1. Türk ekonomisine yön veren paracı iktisatçıların zihniyeti, Osmanlı’dan beri değişmemiştir. Bu kişiler, Türkiye’nin ancak dışarıdan borç alarak kalkınabileceğine inanır. Borç almanın şartı da yüksek faiz vermekten çekinmemektir. Onlara göre, alınan borçlarla, hem ülkenin tasarruf açığı kapatılır, hem de artan döviz girdisi sayesinde döviz fiyatı düşük tutularak enflasyon önlenir. Böylece ülkeye bol ve ucuz ithal malı girer, ekonomi canlanır, hem de yatırımları yapmak için kaynak yaratılmış olur. Ben de diyorum ki, bu düşünce bátıldır. Nitekim, bu ülkeye şimdiye kadar ‘net’ yabancı kaynak girmemiştir; aksine ödenen yüksek reel faizler ve sermaye kaçışları yüzünden net çıkış olmuştur. Üstelik oluşan cari işlem açıkları yüzünden, günün sonunda döviz fiyatları yine varacağı yere varmıştır.

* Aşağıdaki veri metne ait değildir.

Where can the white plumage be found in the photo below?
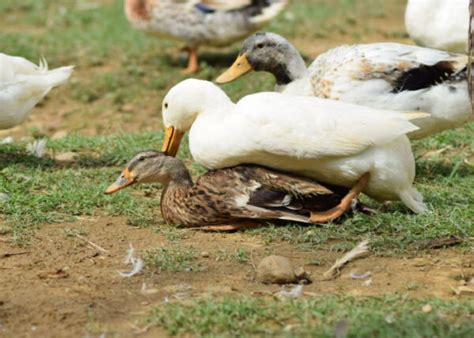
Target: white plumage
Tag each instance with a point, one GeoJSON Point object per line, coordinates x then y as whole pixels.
{"type": "Point", "coordinates": [23, 84]}
{"type": "Point", "coordinates": [334, 142]}
{"type": "Point", "coordinates": [440, 24]}
{"type": "Point", "coordinates": [380, 75]}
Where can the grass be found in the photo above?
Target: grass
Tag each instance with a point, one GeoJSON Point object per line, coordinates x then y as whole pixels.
{"type": "Point", "coordinates": [173, 259]}
{"type": "Point", "coordinates": [324, 316]}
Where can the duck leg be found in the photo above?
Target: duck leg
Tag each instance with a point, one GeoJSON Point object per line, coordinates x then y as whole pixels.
{"type": "Point", "coordinates": [229, 227]}
{"type": "Point", "coordinates": [193, 64]}
{"type": "Point", "coordinates": [344, 205]}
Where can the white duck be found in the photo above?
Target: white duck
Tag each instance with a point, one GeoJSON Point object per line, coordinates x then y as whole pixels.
{"type": "Point", "coordinates": [440, 24]}
{"type": "Point", "coordinates": [202, 22]}
{"type": "Point", "coordinates": [23, 84]}
{"type": "Point", "coordinates": [331, 141]}
{"type": "Point", "coordinates": [380, 75]}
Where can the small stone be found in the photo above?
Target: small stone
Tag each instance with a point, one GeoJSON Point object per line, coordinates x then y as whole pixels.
{"type": "Point", "coordinates": [276, 270]}
{"type": "Point", "coordinates": [427, 308]}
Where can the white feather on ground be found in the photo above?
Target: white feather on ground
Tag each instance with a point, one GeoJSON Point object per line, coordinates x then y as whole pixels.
{"type": "Point", "coordinates": [137, 263]}
{"type": "Point", "coordinates": [360, 250]}
{"type": "Point", "coordinates": [37, 148]}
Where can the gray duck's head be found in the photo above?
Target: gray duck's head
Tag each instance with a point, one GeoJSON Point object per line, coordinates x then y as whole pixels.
{"type": "Point", "coordinates": [267, 52]}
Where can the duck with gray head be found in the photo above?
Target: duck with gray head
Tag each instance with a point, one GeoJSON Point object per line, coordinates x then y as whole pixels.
{"type": "Point", "coordinates": [377, 75]}
{"type": "Point", "coordinates": [225, 199]}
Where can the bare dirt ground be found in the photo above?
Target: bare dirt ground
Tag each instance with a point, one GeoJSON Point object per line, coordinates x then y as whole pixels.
{"type": "Point", "coordinates": [63, 286]}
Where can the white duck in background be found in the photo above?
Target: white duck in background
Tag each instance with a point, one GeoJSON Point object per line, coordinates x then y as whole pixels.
{"type": "Point", "coordinates": [380, 75]}
{"type": "Point", "coordinates": [202, 22]}
{"type": "Point", "coordinates": [331, 141]}
{"type": "Point", "coordinates": [440, 24]}
{"type": "Point", "coordinates": [23, 84]}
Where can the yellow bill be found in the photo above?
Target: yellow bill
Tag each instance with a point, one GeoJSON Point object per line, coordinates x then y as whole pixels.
{"type": "Point", "coordinates": [240, 67]}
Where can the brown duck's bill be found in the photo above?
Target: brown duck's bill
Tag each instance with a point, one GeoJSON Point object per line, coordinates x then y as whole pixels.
{"type": "Point", "coordinates": [125, 179]}
{"type": "Point", "coordinates": [240, 67]}
{"type": "Point", "coordinates": [172, 141]}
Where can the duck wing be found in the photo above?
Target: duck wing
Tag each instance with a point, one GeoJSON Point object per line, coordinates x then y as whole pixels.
{"type": "Point", "coordinates": [315, 128]}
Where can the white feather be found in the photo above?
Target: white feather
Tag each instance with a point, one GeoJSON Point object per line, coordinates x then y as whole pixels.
{"type": "Point", "coordinates": [23, 84]}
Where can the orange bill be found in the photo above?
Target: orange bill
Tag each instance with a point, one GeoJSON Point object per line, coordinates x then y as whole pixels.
{"type": "Point", "coordinates": [240, 67]}
{"type": "Point", "coordinates": [172, 141]}
{"type": "Point", "coordinates": [125, 179]}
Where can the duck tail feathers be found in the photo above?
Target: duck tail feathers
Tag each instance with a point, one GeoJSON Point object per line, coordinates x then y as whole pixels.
{"type": "Point", "coordinates": [268, 9]}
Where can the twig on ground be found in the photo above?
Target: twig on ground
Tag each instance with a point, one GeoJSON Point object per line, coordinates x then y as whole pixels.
{"type": "Point", "coordinates": [91, 243]}
{"type": "Point", "coordinates": [360, 250]}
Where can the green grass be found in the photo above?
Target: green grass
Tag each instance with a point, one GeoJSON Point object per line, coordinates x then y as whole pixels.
{"type": "Point", "coordinates": [47, 191]}
{"type": "Point", "coordinates": [327, 316]}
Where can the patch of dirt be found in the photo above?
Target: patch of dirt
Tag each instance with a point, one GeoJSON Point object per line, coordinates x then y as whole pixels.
{"type": "Point", "coordinates": [63, 286]}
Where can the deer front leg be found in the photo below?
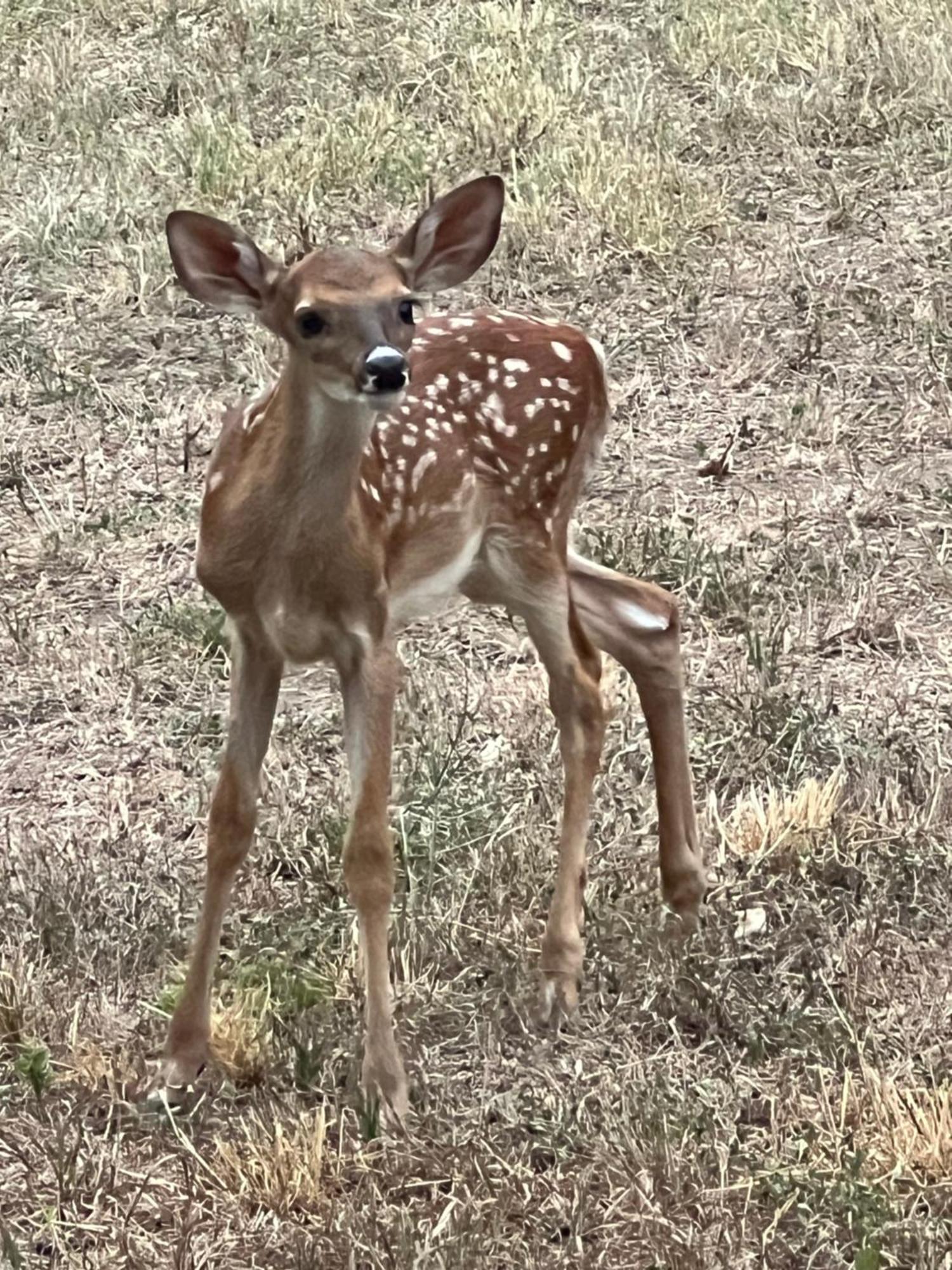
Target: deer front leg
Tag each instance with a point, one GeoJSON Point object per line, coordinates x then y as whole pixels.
{"type": "Point", "coordinates": [256, 679]}
{"type": "Point", "coordinates": [370, 692]}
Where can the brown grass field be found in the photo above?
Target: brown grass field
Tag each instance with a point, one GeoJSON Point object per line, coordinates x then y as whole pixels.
{"type": "Point", "coordinates": [751, 205]}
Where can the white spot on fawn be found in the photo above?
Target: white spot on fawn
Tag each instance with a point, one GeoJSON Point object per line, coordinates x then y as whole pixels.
{"type": "Point", "coordinates": [423, 463]}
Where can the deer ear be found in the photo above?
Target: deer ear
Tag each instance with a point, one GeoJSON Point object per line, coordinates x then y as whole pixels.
{"type": "Point", "coordinates": [219, 265]}
{"type": "Point", "coordinates": [454, 237]}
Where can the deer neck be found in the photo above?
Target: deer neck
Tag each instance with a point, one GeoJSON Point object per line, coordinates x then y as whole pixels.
{"type": "Point", "coordinates": [326, 440]}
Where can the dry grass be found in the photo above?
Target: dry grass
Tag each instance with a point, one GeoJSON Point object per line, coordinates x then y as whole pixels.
{"type": "Point", "coordinates": [750, 205]}
{"type": "Point", "coordinates": [274, 1166]}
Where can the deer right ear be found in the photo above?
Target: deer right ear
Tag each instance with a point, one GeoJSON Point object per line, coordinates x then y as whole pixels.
{"type": "Point", "coordinates": [219, 265]}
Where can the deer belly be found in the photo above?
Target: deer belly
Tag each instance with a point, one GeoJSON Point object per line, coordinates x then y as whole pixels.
{"type": "Point", "coordinates": [308, 637]}
{"type": "Point", "coordinates": [430, 578]}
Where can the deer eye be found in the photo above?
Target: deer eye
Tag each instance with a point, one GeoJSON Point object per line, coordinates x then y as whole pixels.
{"type": "Point", "coordinates": [310, 324]}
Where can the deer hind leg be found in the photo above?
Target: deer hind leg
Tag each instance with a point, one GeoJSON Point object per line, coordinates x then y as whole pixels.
{"type": "Point", "coordinates": [532, 584]}
{"type": "Point", "coordinates": [638, 624]}
{"type": "Point", "coordinates": [574, 671]}
{"type": "Point", "coordinates": [256, 679]}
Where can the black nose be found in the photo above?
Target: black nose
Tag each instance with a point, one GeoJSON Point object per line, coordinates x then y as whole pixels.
{"type": "Point", "coordinates": [385, 371]}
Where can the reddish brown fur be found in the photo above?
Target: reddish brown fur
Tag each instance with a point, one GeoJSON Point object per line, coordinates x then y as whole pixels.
{"type": "Point", "coordinates": [327, 528]}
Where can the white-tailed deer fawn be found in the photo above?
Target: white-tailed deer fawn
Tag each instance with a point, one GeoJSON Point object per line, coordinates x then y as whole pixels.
{"type": "Point", "coordinates": [392, 467]}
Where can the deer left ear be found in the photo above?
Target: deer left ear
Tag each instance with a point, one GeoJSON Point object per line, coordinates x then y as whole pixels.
{"type": "Point", "coordinates": [454, 237]}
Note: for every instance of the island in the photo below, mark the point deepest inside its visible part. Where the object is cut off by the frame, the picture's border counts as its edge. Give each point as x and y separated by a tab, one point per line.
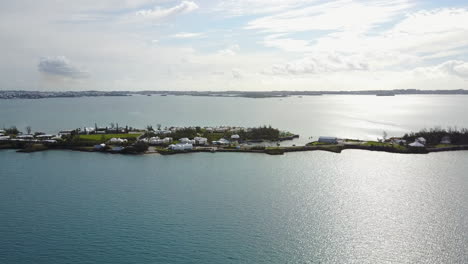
115	139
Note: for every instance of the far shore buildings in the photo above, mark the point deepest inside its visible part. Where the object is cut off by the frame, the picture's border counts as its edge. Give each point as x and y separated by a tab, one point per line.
181	147
446	140
328	140
418	143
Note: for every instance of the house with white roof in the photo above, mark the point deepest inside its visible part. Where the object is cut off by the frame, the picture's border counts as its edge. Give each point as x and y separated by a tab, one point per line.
421	140
446	140
180	147
167	140
417	144
201	141
221	142
329	140
117	140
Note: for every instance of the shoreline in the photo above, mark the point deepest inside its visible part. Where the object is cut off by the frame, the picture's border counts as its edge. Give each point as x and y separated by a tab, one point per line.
270	151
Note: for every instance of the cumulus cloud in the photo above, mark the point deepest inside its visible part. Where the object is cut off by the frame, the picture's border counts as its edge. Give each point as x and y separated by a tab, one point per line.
321	63
159	13
230	51
60	66
449	68
186	35
236	73
248	7
334	15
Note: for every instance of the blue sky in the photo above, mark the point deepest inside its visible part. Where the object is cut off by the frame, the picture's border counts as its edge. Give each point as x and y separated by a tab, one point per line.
233	44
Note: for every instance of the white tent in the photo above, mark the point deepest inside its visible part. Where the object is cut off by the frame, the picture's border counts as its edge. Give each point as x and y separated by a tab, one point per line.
416	144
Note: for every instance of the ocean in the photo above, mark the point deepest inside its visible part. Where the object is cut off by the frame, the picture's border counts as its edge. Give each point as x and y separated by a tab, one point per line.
310	207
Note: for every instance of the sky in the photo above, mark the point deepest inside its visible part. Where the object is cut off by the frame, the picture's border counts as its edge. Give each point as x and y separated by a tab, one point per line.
248	45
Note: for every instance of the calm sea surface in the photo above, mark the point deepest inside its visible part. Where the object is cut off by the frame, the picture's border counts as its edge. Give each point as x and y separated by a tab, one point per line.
313	207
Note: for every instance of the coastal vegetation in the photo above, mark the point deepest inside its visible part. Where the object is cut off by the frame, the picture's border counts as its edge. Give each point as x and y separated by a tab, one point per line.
435	135
105	137
222	139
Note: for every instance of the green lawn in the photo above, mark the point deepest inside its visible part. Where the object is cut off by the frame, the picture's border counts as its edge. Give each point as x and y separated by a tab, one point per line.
316	143
105	137
383	144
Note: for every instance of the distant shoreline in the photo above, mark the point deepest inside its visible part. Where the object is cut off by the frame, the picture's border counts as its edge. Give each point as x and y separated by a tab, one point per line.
335	148
21	94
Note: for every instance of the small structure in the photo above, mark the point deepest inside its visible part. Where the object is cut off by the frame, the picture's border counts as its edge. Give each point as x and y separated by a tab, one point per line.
201	141
117	141
167	140
398	141
155	141
221	142
25	137
181	147
100	146
328	140
184	140
117	149
446	140
421	140
45	136
416	144
65	132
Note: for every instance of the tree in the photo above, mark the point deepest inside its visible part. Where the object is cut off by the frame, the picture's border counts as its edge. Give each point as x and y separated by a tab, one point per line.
12	130
385	136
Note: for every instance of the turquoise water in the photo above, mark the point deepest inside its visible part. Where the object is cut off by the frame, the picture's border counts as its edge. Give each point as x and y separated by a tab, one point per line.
363	117
316	207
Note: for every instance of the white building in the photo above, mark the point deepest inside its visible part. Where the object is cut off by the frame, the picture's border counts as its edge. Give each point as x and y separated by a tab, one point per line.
117	140
398	141
155	141
329	140
446	140
416	144
200	141
184	140
25	137
167	140
221	142
181	147
421	140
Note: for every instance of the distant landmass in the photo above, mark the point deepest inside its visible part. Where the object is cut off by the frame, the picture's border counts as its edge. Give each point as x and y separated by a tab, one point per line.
21	94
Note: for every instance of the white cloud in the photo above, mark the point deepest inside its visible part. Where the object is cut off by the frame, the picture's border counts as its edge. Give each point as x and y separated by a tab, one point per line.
449	68
230	51
60	66
249	7
287	44
236	73
319	63
186	35
336	15
159	13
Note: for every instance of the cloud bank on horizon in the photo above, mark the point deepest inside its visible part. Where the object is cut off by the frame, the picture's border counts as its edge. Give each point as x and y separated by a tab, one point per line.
233	45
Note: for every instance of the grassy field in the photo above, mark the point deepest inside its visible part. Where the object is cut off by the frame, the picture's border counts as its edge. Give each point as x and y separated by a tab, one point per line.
383	144
105	137
316	143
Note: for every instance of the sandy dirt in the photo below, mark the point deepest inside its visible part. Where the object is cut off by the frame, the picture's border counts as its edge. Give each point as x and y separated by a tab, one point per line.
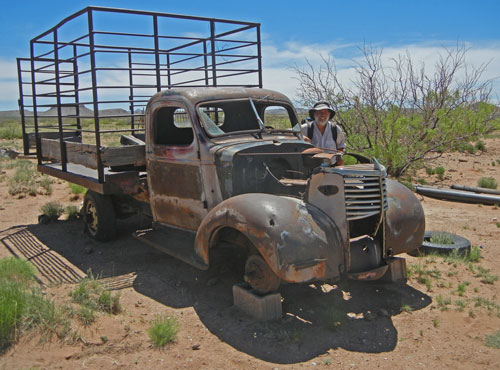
400	326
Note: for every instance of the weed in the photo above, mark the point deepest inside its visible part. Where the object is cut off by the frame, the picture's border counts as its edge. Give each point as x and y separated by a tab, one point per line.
52	210
86	315
72	212
493	340
480	146
16	270
22	307
474	254
76	189
93	297
440	172
11	130
46	183
443	302
486	303
442	238
109	303
461	304
163	330
469	148
487	182
461	288
486	276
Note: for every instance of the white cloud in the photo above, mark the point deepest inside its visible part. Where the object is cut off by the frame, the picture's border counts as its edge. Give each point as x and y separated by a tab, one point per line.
278	58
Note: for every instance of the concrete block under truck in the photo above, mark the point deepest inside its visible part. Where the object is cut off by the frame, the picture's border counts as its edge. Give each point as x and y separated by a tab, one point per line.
202	154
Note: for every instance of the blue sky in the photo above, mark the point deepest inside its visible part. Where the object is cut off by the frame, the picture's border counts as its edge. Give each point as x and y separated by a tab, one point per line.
291	30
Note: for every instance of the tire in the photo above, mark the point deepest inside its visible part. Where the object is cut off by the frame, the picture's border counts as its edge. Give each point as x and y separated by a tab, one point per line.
99	216
460	244
260	276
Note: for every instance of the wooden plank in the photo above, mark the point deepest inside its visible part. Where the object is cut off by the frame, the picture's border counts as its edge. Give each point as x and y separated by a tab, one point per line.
68	136
124	155
86	154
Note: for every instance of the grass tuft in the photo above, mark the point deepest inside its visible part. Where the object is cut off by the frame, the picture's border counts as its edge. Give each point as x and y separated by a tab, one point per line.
163	330
493	340
52	210
487	182
94	298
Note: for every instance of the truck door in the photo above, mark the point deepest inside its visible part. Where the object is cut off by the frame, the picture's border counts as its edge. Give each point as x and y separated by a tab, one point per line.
174	175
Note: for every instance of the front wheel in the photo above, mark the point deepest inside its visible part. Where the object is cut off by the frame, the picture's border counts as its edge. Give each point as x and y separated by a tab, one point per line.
99	216
260	276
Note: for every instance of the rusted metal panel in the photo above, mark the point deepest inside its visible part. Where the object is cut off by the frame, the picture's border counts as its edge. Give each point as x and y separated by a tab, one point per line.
326	191
405	219
86	154
182	180
298	241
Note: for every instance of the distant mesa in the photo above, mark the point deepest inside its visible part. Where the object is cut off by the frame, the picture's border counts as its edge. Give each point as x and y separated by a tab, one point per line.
66	111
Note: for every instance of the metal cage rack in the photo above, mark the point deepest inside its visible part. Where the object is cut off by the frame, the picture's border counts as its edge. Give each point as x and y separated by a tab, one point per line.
106	63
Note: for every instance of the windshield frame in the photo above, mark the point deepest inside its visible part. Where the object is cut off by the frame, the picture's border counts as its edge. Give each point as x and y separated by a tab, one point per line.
210	126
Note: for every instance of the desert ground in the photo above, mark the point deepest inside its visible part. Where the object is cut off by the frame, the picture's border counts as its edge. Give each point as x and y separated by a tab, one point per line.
415	325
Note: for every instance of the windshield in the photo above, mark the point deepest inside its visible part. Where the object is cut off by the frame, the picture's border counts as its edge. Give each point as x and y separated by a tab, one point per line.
232	116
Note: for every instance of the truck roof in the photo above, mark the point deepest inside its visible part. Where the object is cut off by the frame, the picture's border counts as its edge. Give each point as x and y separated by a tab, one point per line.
196	95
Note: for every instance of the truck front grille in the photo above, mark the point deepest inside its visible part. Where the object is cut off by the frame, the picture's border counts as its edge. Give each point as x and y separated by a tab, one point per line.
365	196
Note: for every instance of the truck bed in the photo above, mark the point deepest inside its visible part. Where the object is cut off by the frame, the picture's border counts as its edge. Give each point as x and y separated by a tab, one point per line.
125	182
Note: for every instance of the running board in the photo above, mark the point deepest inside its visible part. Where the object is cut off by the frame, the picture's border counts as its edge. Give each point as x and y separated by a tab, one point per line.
176	243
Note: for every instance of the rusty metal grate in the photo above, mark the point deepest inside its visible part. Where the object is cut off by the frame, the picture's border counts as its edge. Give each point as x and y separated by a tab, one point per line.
365	196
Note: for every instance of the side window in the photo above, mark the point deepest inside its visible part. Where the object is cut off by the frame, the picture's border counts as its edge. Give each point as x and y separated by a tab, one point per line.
277	117
172	126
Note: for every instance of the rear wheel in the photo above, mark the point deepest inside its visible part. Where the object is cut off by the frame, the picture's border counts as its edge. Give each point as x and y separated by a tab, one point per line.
260	276
99	216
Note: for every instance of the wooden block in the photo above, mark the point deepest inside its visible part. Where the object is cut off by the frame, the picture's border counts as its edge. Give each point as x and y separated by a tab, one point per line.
263	308
396	273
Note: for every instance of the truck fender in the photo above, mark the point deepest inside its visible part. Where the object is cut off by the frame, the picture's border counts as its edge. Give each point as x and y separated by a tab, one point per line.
405	219
298	241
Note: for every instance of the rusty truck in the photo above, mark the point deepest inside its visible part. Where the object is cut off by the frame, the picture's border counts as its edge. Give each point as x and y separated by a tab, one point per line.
215	159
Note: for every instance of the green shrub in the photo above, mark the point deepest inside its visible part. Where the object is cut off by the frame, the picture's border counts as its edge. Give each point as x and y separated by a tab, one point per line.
52	210
493	340
46	183
72	212
481	146
22	307
487	182
16	270
76	189
442	238
93	297
163	330
474	254
11	130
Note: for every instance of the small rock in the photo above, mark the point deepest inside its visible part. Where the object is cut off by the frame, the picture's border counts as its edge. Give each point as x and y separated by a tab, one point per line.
384	312
212	281
369	316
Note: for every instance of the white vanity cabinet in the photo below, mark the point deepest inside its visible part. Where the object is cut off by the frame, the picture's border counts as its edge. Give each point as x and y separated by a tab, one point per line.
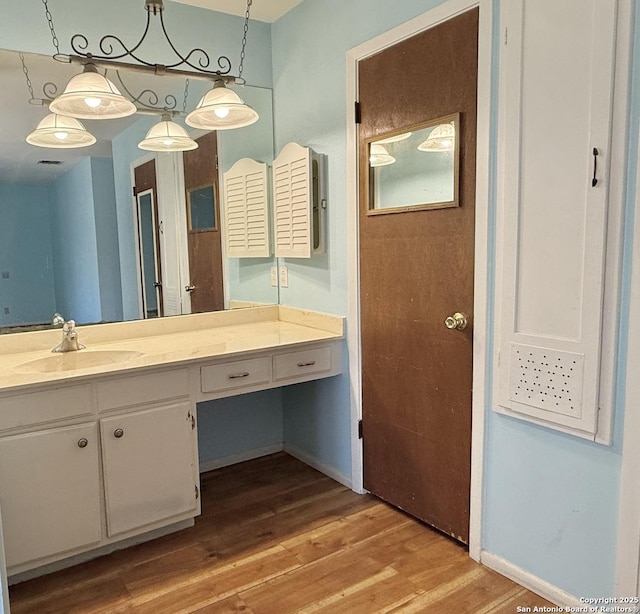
50	492
149	450
84	466
149	469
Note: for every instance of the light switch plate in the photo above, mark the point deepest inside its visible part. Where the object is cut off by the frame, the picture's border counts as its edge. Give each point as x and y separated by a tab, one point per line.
283	276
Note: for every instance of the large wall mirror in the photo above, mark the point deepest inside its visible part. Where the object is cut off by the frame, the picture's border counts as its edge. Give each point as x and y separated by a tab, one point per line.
72	236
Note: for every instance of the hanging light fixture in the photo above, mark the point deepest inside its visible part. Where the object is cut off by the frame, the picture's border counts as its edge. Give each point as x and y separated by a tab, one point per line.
379	156
221	109
166	135
90	95
442	138
60	132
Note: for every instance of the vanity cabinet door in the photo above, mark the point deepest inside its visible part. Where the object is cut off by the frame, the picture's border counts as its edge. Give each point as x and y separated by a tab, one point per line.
150	471
50	492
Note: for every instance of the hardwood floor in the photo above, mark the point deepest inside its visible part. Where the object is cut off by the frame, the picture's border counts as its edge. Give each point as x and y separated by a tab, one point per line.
276	536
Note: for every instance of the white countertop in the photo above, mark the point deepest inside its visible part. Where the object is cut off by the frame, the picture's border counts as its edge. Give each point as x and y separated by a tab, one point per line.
161	342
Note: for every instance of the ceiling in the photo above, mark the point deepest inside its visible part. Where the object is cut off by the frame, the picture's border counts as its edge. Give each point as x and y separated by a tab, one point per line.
262	10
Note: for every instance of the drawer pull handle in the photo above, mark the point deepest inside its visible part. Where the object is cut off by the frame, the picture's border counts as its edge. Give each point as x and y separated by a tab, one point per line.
239	375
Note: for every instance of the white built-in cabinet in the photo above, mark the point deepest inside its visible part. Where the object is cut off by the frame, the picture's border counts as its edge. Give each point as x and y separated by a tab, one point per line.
556	114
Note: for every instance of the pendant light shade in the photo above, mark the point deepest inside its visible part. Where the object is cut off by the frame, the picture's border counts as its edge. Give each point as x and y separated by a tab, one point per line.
379	156
441	138
221	109
166	135
60	132
90	95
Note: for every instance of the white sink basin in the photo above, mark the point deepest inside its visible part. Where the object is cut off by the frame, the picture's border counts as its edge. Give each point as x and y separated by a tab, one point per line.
81	359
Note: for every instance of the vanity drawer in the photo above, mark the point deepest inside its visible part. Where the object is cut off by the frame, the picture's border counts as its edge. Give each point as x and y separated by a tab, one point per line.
229	375
304	362
44	407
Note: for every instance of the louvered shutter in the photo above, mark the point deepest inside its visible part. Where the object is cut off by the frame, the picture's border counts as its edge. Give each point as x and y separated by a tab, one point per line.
292	185
246	210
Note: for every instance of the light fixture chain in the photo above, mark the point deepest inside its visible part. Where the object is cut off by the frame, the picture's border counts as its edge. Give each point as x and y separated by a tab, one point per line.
244	39
54	37
186	95
25	70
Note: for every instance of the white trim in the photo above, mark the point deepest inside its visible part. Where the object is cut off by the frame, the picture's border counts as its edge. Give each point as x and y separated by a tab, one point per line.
535	584
4	586
217	463
442	12
627	580
312	461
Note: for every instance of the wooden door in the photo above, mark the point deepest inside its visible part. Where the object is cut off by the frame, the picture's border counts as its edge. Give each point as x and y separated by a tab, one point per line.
203	225
148	229
416	269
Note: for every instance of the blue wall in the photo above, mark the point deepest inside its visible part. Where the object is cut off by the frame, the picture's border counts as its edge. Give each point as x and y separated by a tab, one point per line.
550	501
236	425
75	252
106	228
26	254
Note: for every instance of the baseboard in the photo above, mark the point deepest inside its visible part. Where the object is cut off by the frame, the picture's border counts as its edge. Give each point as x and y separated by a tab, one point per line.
312	461
217	463
535	584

2. Yüksek faiz-düşük döviz kuramcılarının sıkça söylediği iki şeyi peş peşe tekrar edeyim. A. Bir ülkede sermaye hareketleri serbestse, o ülkede hem faizi, hem de döviz fiyatını belirlemek mümkün değildir.Faizin kontrol edilmesine karar verilmişse, döviz fiyatlarının nerede teşekkül ettiğine bakılmaz. B. Faiz ve döviz fiyatları ters değil, aynı yönde hareket eder. Dolayısıyla faizi yüksek-dövizi düşük tutmak diye bir şey yoktur. Nitekim geçen ay döviz fiyatları artınca faizler de artmıştır. Ben de diyorum ki, sonuçla süreç aynı şey değildir. Burada ters yönlü bir ilişki vardır. Madem ki; faizle döviz aynı yönde hareket ediyor, öyleyse hem faizlerin hem de döviz kurlarının yönünü belirlemek mümkün. Yoksa döviz fiyatlarını yüksek tutmak için mi, faizler düşürülmüyor ? İzlenen para politikasının amacı, sadece iç talebi kontrol etmek değil, aynı zamanda faizleri düşürüp, kamunun borç çevirme maliyetini azaltmak ve en önemlisi cari işlem açıkları oluşmasına engellemektir.
* * *
Ben, TL’nin değerli bir para olmasından sadece mutluluk duyarım. Yeter ki; bu sürecin arkasından devalüasyon patlamasın. Herhalde, yüksek faiz-düşük kur kuramcıları da, hazineye hainlik olsun diye yüksek faizde israr etmiyorlar. Son onbeş yıldır kamu borçlarındaki artışın yüzde doksanı, faiz öncesi açıktan değil, yüksek reel faizlerden kaynaklanmıştır. Bu durumda kim ister faizlerin yüksek olmasını ? Bu babda bilgi ve bilinç noksanı olanlar bile, şu ana kadar yazılanları okuyarak, bu açıklarını gidermedi mi?
* * *
Peki öyleyse alıp verilemeyen nedir? Bana göre Türkiye’ye egemen olan ‘yüksek faiz-düşük kur’ saplantısının gerisinde iki özel neden var. Birincisi, paracı iktisatçılar, siyasetçilere güvenmiyor. İktidarlar, sıkı maliye politikasını yeterince uygulamaz, öyleyse ‘istikrar için, sıkı para politikasında ısrar etmek şarttır’ diye düşünülüyor. İkincisi, eğer ileride bir olay çıkarsa, kimse bunun sorumluluğunu ‘düşük faiz’ politikasına atmasın diye kendilerini korumaya alıyorlar. İşte bu güven açığı yüzünden ekonomide istikrar bir türlü sağlanamıyor.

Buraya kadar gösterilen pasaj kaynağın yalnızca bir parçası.